Hans Werner Henze
| Der Komponist und Regisseur
Hans Werner Henze wurde am 1. Juli 1926 in Gütersloh geboren. Von 1946
bis 1948 studierte er Kirchenmusik bei Wolfgang Fortner in Heidelberg. Zur
gleichen Zeit besuchte er die Darmstädter Ferienkurse, nahm Unterricht
bei Rene Leibowitz und lernte Darius Milhaud kennen.
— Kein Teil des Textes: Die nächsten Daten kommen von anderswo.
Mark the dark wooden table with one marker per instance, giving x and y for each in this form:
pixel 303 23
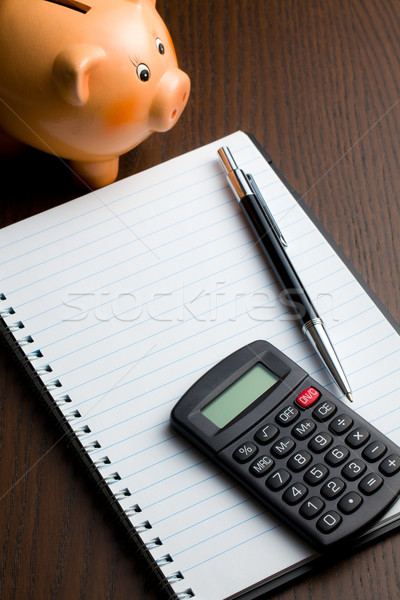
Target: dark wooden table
pixel 318 83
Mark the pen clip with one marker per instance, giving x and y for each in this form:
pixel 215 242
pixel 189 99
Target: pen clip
pixel 264 207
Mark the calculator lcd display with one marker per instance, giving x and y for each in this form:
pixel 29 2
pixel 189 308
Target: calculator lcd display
pixel 239 396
Von 1948 bis 1949
leitete Henze die Bühnenmusik am Theater in Konstanz und von 1950 bis
1953 die Ballettmusik in Wiesbaden. Er unterrichtete später unter anderem
am Salzburger Mozarteum und an der Kölner Musikhochschule. Von 1969 bis
1970 war er Gast des Nationalrats für Kultur in Kuba und leitete von 1976
bis 1980 das von ihm im toskanischen Montepulciano gegründete Festival 'Cantiere
internazionale d'arte'. Seine Kulturarbeit setzte er später in Österreich
und Deutschland fort, wo er unter anderem 1988 die Münchner Biennale für
neues Musiktheater ins Leben rief. Auch trat er mehrfach als Dirigent,
Regisseur und Ausstatter eigener Werke hervor. In seinem kompositorischen
Schaffen widmet sich Henze vor allem Opern und Balletten, schrieb aber
auch Sinfonien, Streichquartette, Solokonzerte, Kantaten sowie ein
Oratorium. Mit 'Boulevard Solitude' feierte Henze 1952 seinen ersten
Opernerfolg. Für seine Radiooper 'Ein Landarzt' erhielt er 1953 den 'Prix
Italia'. Es folgten weitere Opern - darunter 'König Hirsch' (1953), 'Der
Prinz von Homburg (1960), 'Elegie für junge Liebende' (1961), 'Der junge
Lord' und 'Die Bassariden' (1966), 'We Come to the River' (1976), 'Don
Chisciotte della Mancia' (1976), 'Pollicino' (1980), 'Die englische Katze'
(1983) und 'Das verratene Meer' (1990) - Werke, die Henze zum
herausragenden Vertreter der zeitgenössischen Musik machten. 1997 wurde
in München Henzes 'Venus und Adonis' uraufgeführt.